Can be the garbage collector that slow?

Hi Wim and the other PyROOT experts,

some days ago I posted a question on StackOverflow forum concerning the garbage collector speed. I posted there because I thought there was a bug in my own code, or maybe a Python-C++ problem.
But now I’m wondering if it can be a PyROOT related problem.

My post is here:
stackoverflow.com/questions/3916 … -that-slow
there you can look at the outputs of the profilers as well.

Mainly I get the garbage collector gc.collect() function almost stuck (or, better, it takes a lot of time to complete), when the program calls a function that handles a dict containing tens of thousands of histos. I put a print just before the return statement, and between that last print and the return of the function… half an hour passes!!! :stuck_out_tongue:
And in this half an hour the python script takes the 99% of my CPU while the memory consumption slightly increases (checked simply with top).
[aside question: garbage collector should free the memory…so why the mem consumption increases here?? :stuck_out_tongue: ]

My question is: did someone experienced that as well?

Do you have any suggestions hot to fix this behaviour?

Thanks a lot, and have a nice weekend,

Ric.

moreover, looking at the len( gc.get_objects() ) I see that it always increases, even when passing from a function to another one, when at least some ref counters should decrease and some object deleted.

A question came to my mind: is that related to any PyROOT ownership setting?

Thanks again,

Ric.

Ric,

lots of information there, so I’m going the throw a bundle of information back. :slight_smile:

  • Profiler showing gc isn’t necessarily meaningful, as the profiler only shows what it profiles.
  • If the objects are histograms, they are shared with the C++ side (no matter what you do), so every delete will cause a notification going that way to prevent dangling pointers later on.
  • Mem increase … not sure, but gc freeing memory is not that simple.

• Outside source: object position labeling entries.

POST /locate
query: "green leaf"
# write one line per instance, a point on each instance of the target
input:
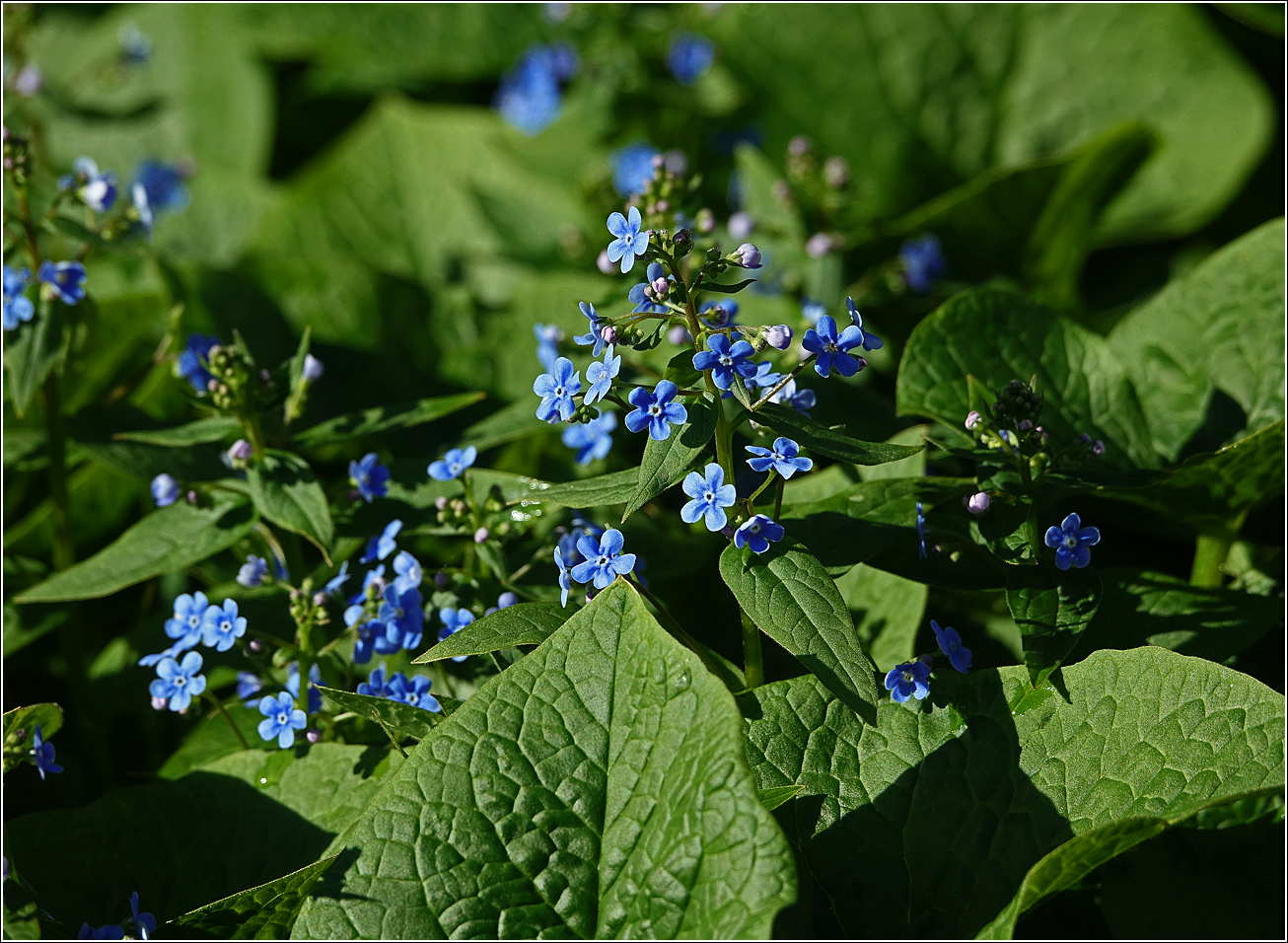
(594, 788)
(1051, 610)
(263, 912)
(823, 441)
(285, 491)
(382, 419)
(165, 542)
(525, 623)
(1219, 328)
(211, 429)
(666, 462)
(996, 336)
(926, 824)
(794, 601)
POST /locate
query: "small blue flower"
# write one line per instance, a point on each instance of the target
(832, 348)
(632, 169)
(783, 458)
(921, 533)
(184, 623)
(165, 489)
(689, 57)
(413, 690)
(222, 626)
(656, 409)
(710, 497)
(564, 576)
(402, 615)
(190, 363)
(556, 391)
(370, 476)
(66, 278)
(454, 619)
(252, 571)
(592, 440)
(42, 753)
(547, 344)
(908, 681)
(870, 341)
(380, 547)
(1072, 542)
(178, 682)
(281, 719)
(630, 241)
(725, 360)
(951, 644)
(594, 337)
(17, 306)
(602, 375)
(922, 263)
(409, 572)
(454, 464)
(757, 533)
(293, 685)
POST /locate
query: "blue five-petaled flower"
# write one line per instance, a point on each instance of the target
(710, 497)
(656, 409)
(951, 644)
(783, 458)
(1072, 543)
(630, 241)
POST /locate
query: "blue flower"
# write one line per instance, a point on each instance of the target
(454, 464)
(220, 627)
(564, 576)
(921, 533)
(689, 57)
(1072, 542)
(710, 497)
(951, 644)
(547, 344)
(293, 685)
(413, 690)
(165, 489)
(408, 569)
(908, 681)
(757, 533)
(281, 719)
(252, 571)
(42, 753)
(370, 476)
(630, 241)
(724, 361)
(379, 547)
(17, 306)
(190, 363)
(592, 440)
(336, 581)
(632, 169)
(833, 348)
(178, 682)
(602, 375)
(184, 623)
(66, 278)
(402, 615)
(870, 341)
(556, 391)
(605, 559)
(922, 263)
(656, 409)
(783, 458)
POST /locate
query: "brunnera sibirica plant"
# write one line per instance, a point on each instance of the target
(782, 554)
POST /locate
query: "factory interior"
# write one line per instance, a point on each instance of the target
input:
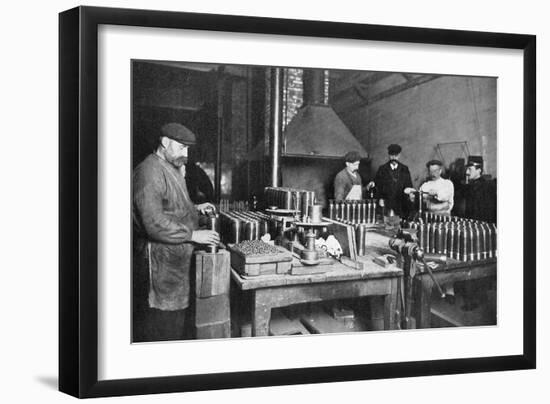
(295, 259)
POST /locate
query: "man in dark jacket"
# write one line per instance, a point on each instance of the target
(392, 178)
(165, 230)
(348, 184)
(480, 200)
(480, 193)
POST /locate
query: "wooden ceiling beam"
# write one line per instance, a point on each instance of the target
(414, 82)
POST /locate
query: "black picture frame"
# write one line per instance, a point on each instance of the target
(78, 200)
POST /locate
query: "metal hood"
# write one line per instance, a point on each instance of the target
(316, 130)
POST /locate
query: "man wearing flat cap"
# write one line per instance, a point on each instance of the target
(165, 229)
(438, 190)
(392, 178)
(348, 183)
(480, 195)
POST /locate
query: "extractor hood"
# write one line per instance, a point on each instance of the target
(316, 130)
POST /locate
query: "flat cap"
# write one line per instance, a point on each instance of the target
(394, 149)
(179, 133)
(476, 161)
(434, 163)
(352, 157)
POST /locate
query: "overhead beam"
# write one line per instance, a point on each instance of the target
(387, 93)
(360, 80)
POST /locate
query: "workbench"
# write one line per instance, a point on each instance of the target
(339, 282)
(452, 272)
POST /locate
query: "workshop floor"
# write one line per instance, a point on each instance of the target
(445, 314)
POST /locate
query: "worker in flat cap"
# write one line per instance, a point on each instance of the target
(348, 184)
(438, 191)
(480, 193)
(391, 180)
(439, 198)
(165, 232)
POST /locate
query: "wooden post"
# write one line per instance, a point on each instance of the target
(212, 311)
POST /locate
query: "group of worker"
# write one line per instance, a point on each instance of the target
(395, 190)
(393, 185)
(166, 224)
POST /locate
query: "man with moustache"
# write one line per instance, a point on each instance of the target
(165, 229)
(480, 194)
(348, 183)
(392, 178)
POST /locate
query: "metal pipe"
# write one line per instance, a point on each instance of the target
(275, 124)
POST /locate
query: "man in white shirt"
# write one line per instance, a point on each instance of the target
(440, 192)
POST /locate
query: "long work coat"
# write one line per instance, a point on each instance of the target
(164, 219)
(391, 184)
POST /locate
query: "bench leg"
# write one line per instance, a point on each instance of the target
(261, 315)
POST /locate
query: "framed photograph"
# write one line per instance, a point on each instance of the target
(251, 201)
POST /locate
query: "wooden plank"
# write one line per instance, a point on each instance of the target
(345, 234)
(212, 272)
(282, 255)
(212, 309)
(214, 330)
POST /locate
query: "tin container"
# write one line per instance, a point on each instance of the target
(360, 233)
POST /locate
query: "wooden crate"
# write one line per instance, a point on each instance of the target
(254, 265)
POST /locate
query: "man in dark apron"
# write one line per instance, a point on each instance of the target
(165, 223)
(348, 182)
(392, 178)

First off, python uses (rather large) arena’s, which can be pinned by a single object. Furthermore, the OS won’t show freed memory unless there is memory pressure on the system, for it to actually take the memory back from the process.
  • If you keep gc.get_objects() alive, objects won’t go away.
  • Whether the C++ side object actually goes away, depends on ownership.

Do you have a sample script?

Cheers,
Wim

Hi,

I have a PyRoot script that loops over root files and prints out information about different histograms/directories in the file. I find when I loop over many large files, it takes a long time at the end of the job, so I’m assuming it’s also the garbage collection. Since the files are internal, can I send you the files and script off-list?

Thanks,
Charles

Charles,

yes, that would work (although I’m about to go offline again for a couple of days). I can probably also populate some files to try this out, but the real question is perhaps how many files/objects on the ROOT side we’re talking about here?

Cheers,
Wim

Hi Wim,

thanks a lot for your answer.

Yes, you are right. Anyway, I also checked “by hand”: actually I trivially put a simple “print” in the last line of my code, just before the final “return”, and between the last print and the end of my job many minutes pass…

Yes, they are histograms and canvases.
But I didn’t really understand what you are saying, sorry. Does it mean that if I use “del” on the python side, the objects are not deleted? Because I have the feeling that the c++ objects are not deleted sincronously with the python references, but perhaps I’m wrong. Maybe the ROOT c++ side has another own way to delete object with a different schedule?

I see. But anyway the gc.get_objects() print was only for testing. In production this statement is commented out, and I don’t notice any change in the termination time.

I tried to change the SetOwnership(), but I did not notice any change. But maybe I’m missing something…

It’s difficult to make a test script. My application is quite large cut optimization tool, and it’s difficult now to extract a simple script.

But as I saw you asked to Charles the order of magnitude, I can say you that in my case, in one of the function which takes so long to terminate, I handle 2 python dictionaries, each of them containing roughly 140k histograms.

Thanks again for your help, Wim

Ciao,

Ric.

Ric,

a fix to MemoryRegulator that I just put in trunk should speed-up object destruction considerably …

Cheers,
Wim

Many thanks Wim! :slight_smile:

I’ll test it asap, and I’ll let you know.

Thanks again for your kind help :slight_smile:

Ric.